DESCENT INTO CONFUSION
I found June’s article, “Cleared for the MSA,” an interesting and timely one since I am working on providing a ground training course on IFR procedures. I would have been as equally confused as Mr. Turner had I received the same response from ATC.
However, I still have some confusion over exactly when you can descend to an MSA altitude. The article states that “you can descend, but not to an MSA,” but the example TMA GPS 34 approach (with an “MSA” listed) is provided as an example of an approach where you can descend to an MSA altitude. It makes sense that you can descend to a TAA sector altitude (which isn’t labeled as an “MSA”), but not to an MSA on a non-TAA GPS approach.
Gary Baluha – Via email
Your last sentence pretty much nails the point Tom Turner’s article was trying to make. We used the graphic comparing plan views for the ILS Runway 34 and RNAV (GPS) Runway 34 approaches at TMA to draw a contrast. That contrast is that one of the procedures (the ILS) publishes the MSA, but it’s only usable in an emergency.
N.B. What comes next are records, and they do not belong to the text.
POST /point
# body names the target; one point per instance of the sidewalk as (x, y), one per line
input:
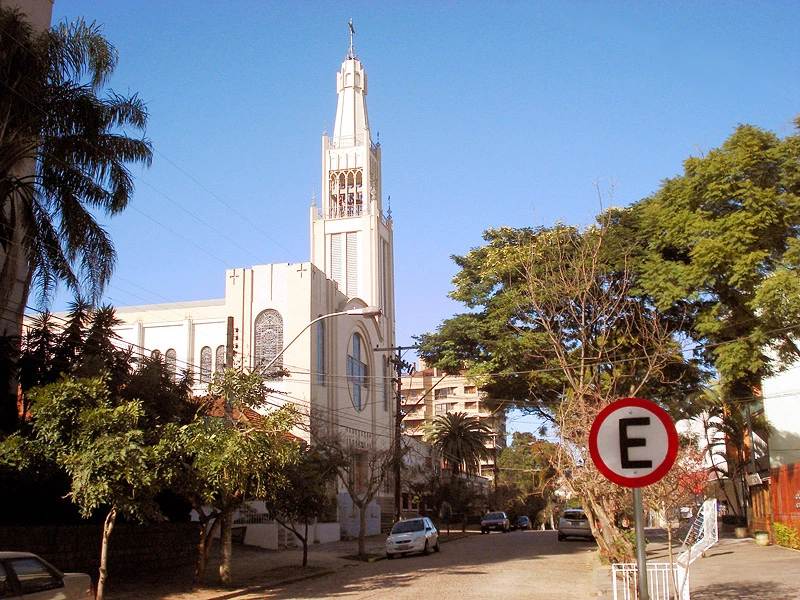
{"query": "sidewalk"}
(732, 569)
(257, 569)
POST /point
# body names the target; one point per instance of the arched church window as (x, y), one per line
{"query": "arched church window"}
(268, 338)
(170, 360)
(205, 364)
(357, 372)
(220, 359)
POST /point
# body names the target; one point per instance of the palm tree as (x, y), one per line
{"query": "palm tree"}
(461, 440)
(64, 156)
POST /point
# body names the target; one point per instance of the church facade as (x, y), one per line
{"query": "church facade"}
(335, 376)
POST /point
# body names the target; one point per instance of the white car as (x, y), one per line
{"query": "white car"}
(25, 576)
(412, 535)
(574, 523)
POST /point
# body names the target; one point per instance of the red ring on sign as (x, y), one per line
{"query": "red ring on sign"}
(660, 470)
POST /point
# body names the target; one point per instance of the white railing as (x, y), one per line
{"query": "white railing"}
(662, 580)
(702, 534)
(661, 577)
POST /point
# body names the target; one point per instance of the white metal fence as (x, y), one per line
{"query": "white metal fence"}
(662, 581)
(665, 582)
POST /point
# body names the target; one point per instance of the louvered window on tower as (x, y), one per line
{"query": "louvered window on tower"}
(352, 264)
(337, 273)
(205, 364)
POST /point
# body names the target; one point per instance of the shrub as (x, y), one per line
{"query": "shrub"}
(786, 535)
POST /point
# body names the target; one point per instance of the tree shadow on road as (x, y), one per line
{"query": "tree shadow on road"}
(745, 591)
(459, 557)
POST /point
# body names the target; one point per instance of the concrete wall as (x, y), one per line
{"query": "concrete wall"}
(134, 549)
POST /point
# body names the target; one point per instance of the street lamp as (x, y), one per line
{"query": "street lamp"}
(367, 311)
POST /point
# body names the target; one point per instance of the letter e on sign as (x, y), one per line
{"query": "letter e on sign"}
(633, 442)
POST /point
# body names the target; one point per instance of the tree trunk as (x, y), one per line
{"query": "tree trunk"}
(15, 281)
(305, 545)
(226, 542)
(362, 530)
(203, 544)
(108, 527)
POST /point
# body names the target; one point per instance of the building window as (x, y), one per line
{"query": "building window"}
(219, 365)
(357, 372)
(387, 386)
(268, 338)
(320, 376)
(170, 360)
(205, 364)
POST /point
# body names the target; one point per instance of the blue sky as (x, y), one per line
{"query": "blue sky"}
(489, 114)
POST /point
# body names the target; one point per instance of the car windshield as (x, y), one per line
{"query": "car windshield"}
(408, 526)
(575, 515)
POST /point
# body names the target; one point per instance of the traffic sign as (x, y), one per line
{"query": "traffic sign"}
(633, 442)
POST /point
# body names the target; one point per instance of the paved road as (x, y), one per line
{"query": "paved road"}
(530, 565)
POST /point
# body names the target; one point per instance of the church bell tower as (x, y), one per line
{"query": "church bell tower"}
(351, 237)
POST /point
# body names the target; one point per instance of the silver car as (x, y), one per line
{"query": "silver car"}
(574, 523)
(412, 535)
(25, 576)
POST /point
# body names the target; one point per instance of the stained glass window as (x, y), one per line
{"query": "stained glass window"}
(170, 360)
(205, 364)
(268, 338)
(220, 359)
(357, 372)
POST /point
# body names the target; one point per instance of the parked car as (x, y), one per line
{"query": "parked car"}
(574, 523)
(523, 522)
(497, 521)
(412, 535)
(25, 575)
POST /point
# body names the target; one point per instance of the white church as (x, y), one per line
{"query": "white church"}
(336, 377)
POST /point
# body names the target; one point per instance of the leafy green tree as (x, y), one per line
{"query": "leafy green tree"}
(65, 149)
(721, 244)
(461, 440)
(306, 494)
(101, 445)
(220, 461)
(557, 327)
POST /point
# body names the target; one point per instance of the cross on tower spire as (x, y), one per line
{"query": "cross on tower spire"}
(351, 51)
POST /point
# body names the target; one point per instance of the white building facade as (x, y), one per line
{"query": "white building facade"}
(335, 376)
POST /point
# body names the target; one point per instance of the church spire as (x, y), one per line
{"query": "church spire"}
(352, 123)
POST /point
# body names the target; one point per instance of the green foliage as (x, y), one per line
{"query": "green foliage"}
(461, 441)
(787, 535)
(720, 242)
(99, 444)
(54, 116)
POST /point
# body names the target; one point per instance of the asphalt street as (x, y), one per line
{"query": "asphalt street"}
(523, 564)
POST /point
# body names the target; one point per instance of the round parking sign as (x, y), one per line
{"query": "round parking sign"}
(633, 442)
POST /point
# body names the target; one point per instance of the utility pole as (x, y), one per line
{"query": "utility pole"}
(399, 366)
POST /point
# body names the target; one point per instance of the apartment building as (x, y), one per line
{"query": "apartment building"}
(429, 392)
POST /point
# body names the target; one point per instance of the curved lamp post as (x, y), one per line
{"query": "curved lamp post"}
(367, 311)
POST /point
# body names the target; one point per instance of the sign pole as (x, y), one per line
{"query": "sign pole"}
(641, 551)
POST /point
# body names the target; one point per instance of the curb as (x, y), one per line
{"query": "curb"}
(263, 588)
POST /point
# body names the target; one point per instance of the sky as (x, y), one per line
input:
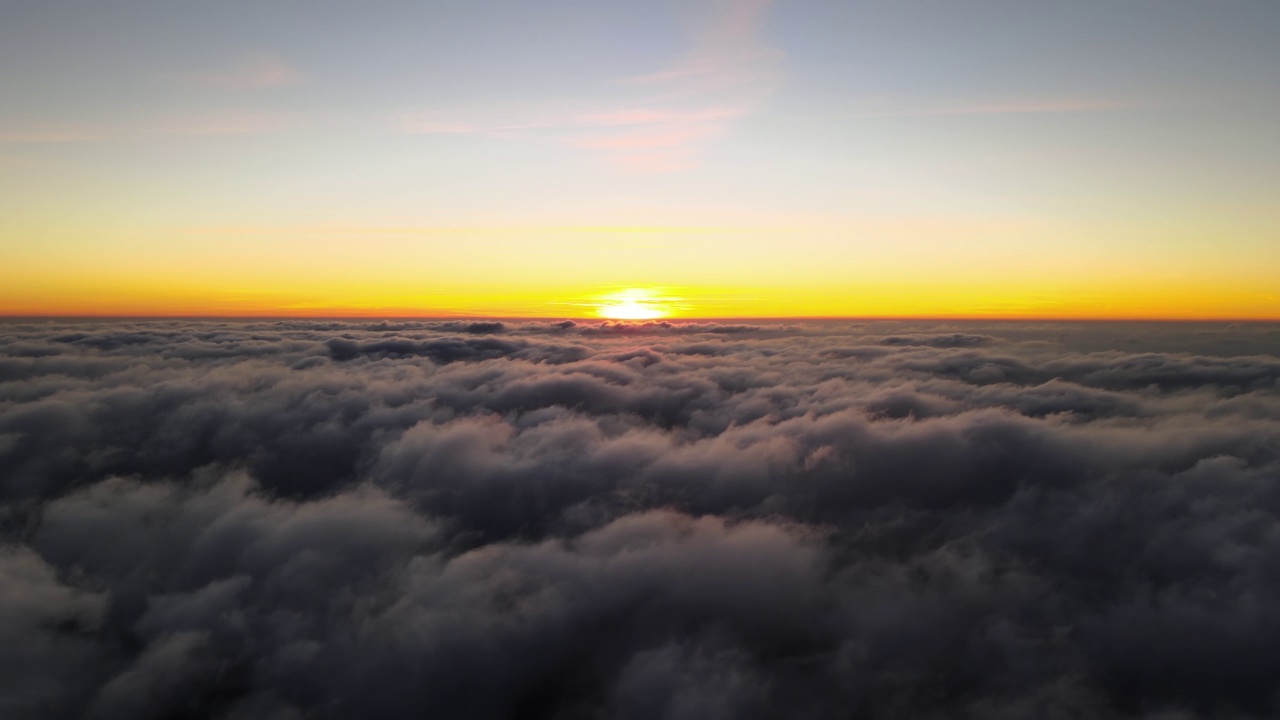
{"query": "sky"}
(723, 158)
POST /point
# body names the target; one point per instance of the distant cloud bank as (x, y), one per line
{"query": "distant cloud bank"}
(681, 520)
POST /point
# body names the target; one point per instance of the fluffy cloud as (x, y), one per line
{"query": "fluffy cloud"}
(307, 519)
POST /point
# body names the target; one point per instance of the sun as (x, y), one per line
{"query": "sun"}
(632, 304)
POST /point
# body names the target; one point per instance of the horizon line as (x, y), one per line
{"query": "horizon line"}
(5, 317)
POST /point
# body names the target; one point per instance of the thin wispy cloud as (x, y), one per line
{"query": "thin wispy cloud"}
(672, 113)
(254, 71)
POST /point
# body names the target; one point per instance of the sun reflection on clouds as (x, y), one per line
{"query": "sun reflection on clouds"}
(634, 304)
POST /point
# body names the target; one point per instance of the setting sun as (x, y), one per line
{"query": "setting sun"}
(632, 304)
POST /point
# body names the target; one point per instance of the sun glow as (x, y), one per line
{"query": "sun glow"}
(632, 304)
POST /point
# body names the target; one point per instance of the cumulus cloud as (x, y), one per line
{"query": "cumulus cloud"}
(526, 519)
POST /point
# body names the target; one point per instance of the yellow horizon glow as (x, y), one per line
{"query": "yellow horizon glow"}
(873, 269)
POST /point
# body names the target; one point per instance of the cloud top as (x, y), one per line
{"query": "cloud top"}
(328, 519)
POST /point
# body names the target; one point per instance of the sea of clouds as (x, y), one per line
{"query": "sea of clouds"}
(663, 520)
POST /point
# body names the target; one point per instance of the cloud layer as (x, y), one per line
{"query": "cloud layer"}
(307, 519)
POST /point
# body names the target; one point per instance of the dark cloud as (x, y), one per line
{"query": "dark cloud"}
(531, 519)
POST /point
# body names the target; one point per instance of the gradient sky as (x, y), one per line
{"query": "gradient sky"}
(1102, 158)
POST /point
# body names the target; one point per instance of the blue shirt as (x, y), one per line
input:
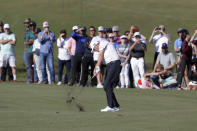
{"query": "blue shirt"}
(178, 44)
(46, 44)
(80, 44)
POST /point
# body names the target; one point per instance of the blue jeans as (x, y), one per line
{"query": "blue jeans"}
(61, 64)
(47, 58)
(155, 80)
(27, 65)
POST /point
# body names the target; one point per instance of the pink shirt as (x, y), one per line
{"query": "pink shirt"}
(72, 45)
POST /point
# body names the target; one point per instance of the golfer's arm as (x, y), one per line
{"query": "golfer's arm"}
(101, 54)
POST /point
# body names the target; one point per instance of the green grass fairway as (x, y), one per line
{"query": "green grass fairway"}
(65, 13)
(26, 107)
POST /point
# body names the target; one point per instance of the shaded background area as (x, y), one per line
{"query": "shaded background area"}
(65, 13)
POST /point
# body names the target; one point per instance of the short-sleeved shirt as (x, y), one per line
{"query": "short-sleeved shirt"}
(30, 35)
(7, 49)
(96, 40)
(159, 40)
(166, 59)
(138, 51)
(123, 50)
(110, 53)
(178, 44)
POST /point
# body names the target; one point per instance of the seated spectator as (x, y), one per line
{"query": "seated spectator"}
(167, 80)
(165, 58)
(193, 75)
(147, 83)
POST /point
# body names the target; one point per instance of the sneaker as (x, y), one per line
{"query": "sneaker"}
(39, 82)
(116, 108)
(59, 83)
(117, 87)
(99, 85)
(107, 109)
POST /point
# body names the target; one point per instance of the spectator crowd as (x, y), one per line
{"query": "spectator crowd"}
(81, 55)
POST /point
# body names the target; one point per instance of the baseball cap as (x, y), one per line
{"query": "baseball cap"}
(37, 30)
(135, 29)
(6, 26)
(75, 27)
(111, 35)
(83, 28)
(100, 29)
(137, 34)
(123, 37)
(27, 20)
(1, 23)
(32, 23)
(45, 24)
(164, 46)
(115, 28)
(162, 27)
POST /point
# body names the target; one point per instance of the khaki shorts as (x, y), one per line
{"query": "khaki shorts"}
(7, 59)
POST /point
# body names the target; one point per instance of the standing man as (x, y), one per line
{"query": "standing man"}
(63, 57)
(81, 39)
(7, 54)
(138, 49)
(158, 40)
(4, 70)
(95, 49)
(26, 53)
(87, 60)
(47, 38)
(107, 52)
(178, 44)
(115, 30)
(29, 39)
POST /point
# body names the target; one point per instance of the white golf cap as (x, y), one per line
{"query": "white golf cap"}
(123, 37)
(75, 27)
(45, 24)
(137, 34)
(100, 29)
(111, 35)
(6, 26)
(115, 28)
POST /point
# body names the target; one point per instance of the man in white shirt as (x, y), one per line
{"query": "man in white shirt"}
(158, 40)
(7, 54)
(108, 53)
(64, 58)
(95, 49)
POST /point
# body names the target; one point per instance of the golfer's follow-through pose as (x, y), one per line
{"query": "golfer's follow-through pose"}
(109, 55)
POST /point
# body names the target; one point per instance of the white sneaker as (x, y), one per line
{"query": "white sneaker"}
(116, 108)
(107, 109)
(99, 85)
(59, 83)
(39, 82)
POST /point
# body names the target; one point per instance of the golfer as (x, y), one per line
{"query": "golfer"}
(107, 52)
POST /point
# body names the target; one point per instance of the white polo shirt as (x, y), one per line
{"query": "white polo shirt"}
(96, 40)
(63, 49)
(110, 53)
(159, 40)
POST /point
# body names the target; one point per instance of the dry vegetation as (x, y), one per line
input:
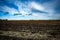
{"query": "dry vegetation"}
(30, 29)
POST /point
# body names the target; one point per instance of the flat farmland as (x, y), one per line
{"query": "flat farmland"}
(30, 29)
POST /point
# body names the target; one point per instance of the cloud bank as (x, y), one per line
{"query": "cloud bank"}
(30, 10)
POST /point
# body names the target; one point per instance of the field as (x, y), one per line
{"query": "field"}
(29, 29)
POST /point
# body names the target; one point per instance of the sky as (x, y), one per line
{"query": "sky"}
(30, 9)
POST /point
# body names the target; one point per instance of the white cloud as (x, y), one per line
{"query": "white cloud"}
(8, 9)
(36, 6)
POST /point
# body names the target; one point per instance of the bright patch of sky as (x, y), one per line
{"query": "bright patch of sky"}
(30, 9)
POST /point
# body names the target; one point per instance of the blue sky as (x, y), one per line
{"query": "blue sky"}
(30, 9)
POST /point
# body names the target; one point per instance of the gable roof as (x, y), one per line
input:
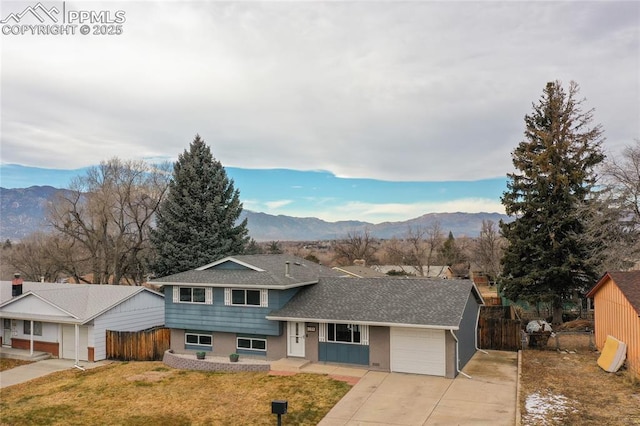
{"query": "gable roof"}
(277, 271)
(627, 281)
(421, 302)
(76, 302)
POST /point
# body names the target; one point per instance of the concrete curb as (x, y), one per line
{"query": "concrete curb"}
(518, 414)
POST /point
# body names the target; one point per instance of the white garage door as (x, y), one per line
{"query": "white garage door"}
(419, 351)
(69, 342)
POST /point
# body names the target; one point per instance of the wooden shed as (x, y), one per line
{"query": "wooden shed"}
(616, 300)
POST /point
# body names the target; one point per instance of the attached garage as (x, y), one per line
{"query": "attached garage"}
(418, 351)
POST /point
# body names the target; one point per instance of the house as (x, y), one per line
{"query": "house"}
(616, 299)
(358, 271)
(427, 271)
(276, 306)
(70, 320)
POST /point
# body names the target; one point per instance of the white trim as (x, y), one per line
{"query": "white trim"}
(322, 332)
(208, 295)
(198, 334)
(251, 339)
(364, 335)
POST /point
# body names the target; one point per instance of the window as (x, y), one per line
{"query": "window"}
(245, 297)
(197, 339)
(251, 344)
(37, 328)
(347, 333)
(193, 295)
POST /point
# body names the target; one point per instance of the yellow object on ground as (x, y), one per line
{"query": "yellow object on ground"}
(613, 354)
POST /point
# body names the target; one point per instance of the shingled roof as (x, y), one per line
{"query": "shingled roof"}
(261, 270)
(627, 281)
(429, 303)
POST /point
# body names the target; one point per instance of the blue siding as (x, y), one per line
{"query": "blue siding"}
(343, 353)
(467, 332)
(230, 319)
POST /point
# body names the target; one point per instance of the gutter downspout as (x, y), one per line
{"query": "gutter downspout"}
(31, 338)
(476, 335)
(458, 357)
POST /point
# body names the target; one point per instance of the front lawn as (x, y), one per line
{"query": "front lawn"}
(150, 393)
(9, 363)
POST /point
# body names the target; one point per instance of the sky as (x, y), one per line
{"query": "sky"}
(420, 98)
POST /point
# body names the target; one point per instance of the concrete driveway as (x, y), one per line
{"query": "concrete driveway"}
(489, 397)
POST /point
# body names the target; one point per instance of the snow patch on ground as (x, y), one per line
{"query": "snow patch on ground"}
(545, 409)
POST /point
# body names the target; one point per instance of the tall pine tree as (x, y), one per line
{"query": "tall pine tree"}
(198, 221)
(545, 260)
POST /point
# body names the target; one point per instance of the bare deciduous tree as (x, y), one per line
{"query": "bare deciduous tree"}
(108, 214)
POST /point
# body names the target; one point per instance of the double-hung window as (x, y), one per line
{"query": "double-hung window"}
(198, 339)
(251, 344)
(344, 333)
(246, 297)
(202, 295)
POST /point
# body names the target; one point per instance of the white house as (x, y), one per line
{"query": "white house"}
(70, 320)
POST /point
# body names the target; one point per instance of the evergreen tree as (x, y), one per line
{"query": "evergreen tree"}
(198, 221)
(545, 260)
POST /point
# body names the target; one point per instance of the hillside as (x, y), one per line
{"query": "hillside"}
(23, 210)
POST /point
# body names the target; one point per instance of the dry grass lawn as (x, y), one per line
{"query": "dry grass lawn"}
(150, 393)
(8, 363)
(568, 387)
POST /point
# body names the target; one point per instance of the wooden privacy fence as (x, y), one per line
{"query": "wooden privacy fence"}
(497, 332)
(145, 345)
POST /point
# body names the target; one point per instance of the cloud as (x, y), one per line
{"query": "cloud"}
(401, 91)
(393, 212)
(275, 205)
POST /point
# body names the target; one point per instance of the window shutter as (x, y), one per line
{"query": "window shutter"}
(322, 332)
(364, 334)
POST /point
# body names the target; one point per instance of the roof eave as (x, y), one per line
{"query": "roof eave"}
(374, 323)
(256, 286)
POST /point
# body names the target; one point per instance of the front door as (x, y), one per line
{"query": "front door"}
(296, 333)
(6, 332)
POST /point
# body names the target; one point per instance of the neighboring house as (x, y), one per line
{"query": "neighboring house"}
(52, 317)
(276, 306)
(616, 299)
(428, 271)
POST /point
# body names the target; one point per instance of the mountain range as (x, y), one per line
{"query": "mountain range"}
(23, 211)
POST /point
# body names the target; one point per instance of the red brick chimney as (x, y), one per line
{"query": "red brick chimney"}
(16, 285)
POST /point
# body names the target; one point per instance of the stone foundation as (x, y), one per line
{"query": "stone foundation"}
(190, 362)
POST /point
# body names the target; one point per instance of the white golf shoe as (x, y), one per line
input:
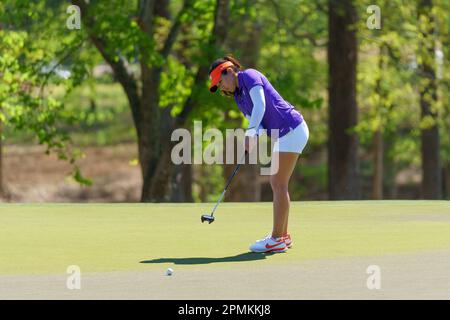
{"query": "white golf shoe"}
(288, 241)
(269, 244)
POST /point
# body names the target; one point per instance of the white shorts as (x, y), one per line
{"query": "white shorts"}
(294, 141)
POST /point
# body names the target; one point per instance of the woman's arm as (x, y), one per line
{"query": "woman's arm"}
(259, 107)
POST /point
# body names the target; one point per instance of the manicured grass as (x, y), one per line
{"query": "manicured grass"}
(40, 239)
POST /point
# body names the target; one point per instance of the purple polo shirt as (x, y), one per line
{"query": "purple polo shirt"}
(279, 113)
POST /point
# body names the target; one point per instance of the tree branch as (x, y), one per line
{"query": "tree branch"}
(120, 71)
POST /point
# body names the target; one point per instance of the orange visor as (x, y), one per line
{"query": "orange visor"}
(216, 74)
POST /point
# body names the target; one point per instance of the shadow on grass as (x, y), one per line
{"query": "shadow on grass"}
(248, 256)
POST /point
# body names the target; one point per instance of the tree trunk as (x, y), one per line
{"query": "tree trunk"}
(378, 166)
(431, 167)
(378, 148)
(343, 164)
(160, 178)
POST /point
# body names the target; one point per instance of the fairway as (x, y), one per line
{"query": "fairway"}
(128, 247)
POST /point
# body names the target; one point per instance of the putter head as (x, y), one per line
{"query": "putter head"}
(207, 217)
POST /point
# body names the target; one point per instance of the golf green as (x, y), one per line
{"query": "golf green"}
(47, 238)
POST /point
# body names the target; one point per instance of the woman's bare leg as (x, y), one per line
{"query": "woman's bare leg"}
(283, 164)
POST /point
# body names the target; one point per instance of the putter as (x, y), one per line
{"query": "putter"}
(210, 218)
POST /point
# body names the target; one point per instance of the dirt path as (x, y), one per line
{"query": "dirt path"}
(406, 276)
(32, 176)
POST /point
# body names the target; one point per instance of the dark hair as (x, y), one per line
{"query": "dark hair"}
(229, 57)
(236, 66)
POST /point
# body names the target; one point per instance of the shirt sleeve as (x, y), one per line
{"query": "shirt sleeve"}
(259, 108)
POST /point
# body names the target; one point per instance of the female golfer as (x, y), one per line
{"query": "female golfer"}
(258, 100)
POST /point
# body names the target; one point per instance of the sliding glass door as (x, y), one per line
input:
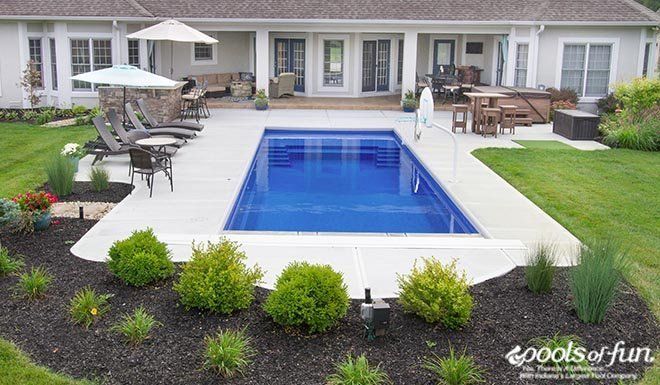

The RNAV procedure to the same runway includes the same MSA but it takes on greater significance because of the approach type.
The principal difference between the two is that the ILS procedure uses a ground-based navaid, the localizer/glideslope combination, plus feeder fixes also based on terrestrial facilities. Consequently, there are minimum reception altitude (line-of-sight) issues; the closer you are to the transmitters, the lower you can receive their signals. The RNAV procedure, however, uses GPS and there are no line-of-sight navaid reception issues. Accordingly, when executing the RNAV procedure and you are cleared for the approach, once you verify you are within the defined radius/sector of the fix used to define the MSA, you’re also in the terminal arrival area (TAA) and you may descend to that altitude.
As Tom wrote in that article, when “cleared for an RNAV approach, we should descend to the TAA’s minimum altitude, which is the MSA, as soon as we determine we are inside the defined area or subdivision of a TAA as published on the plate.” Hope this helps!
I speak from experience when I say this: the information on the Oxygen Concentrators is incorrect, or at least incomplete. The latest generation of O2 Concentrators, like the Inogen G5 or OxyGo Next deliver ample oxygen all the way up to FL180 and beyond, and two people can share one unit. I have been at FL180 with two adult men sharing one concentrator and it easily maintained our blood oxygen levels well into the 90s for hours of cross-country flying. I have two in my 4-seat airplane. They have their own batteries but I keep them plugged into 12-v outlets to maintain their charge. They only draw about 1.5 amps.
Current generation oxygen concentrators are far superior to any bottle system IMHO. They’re smaller (8’x7”x3”), lighter (under 5 pounds) provide unlimited oxygen (say goodbye to tank range anxiety) and you never have to refill a bottle. Everyone I know that has tried them has ditched their bottle systems.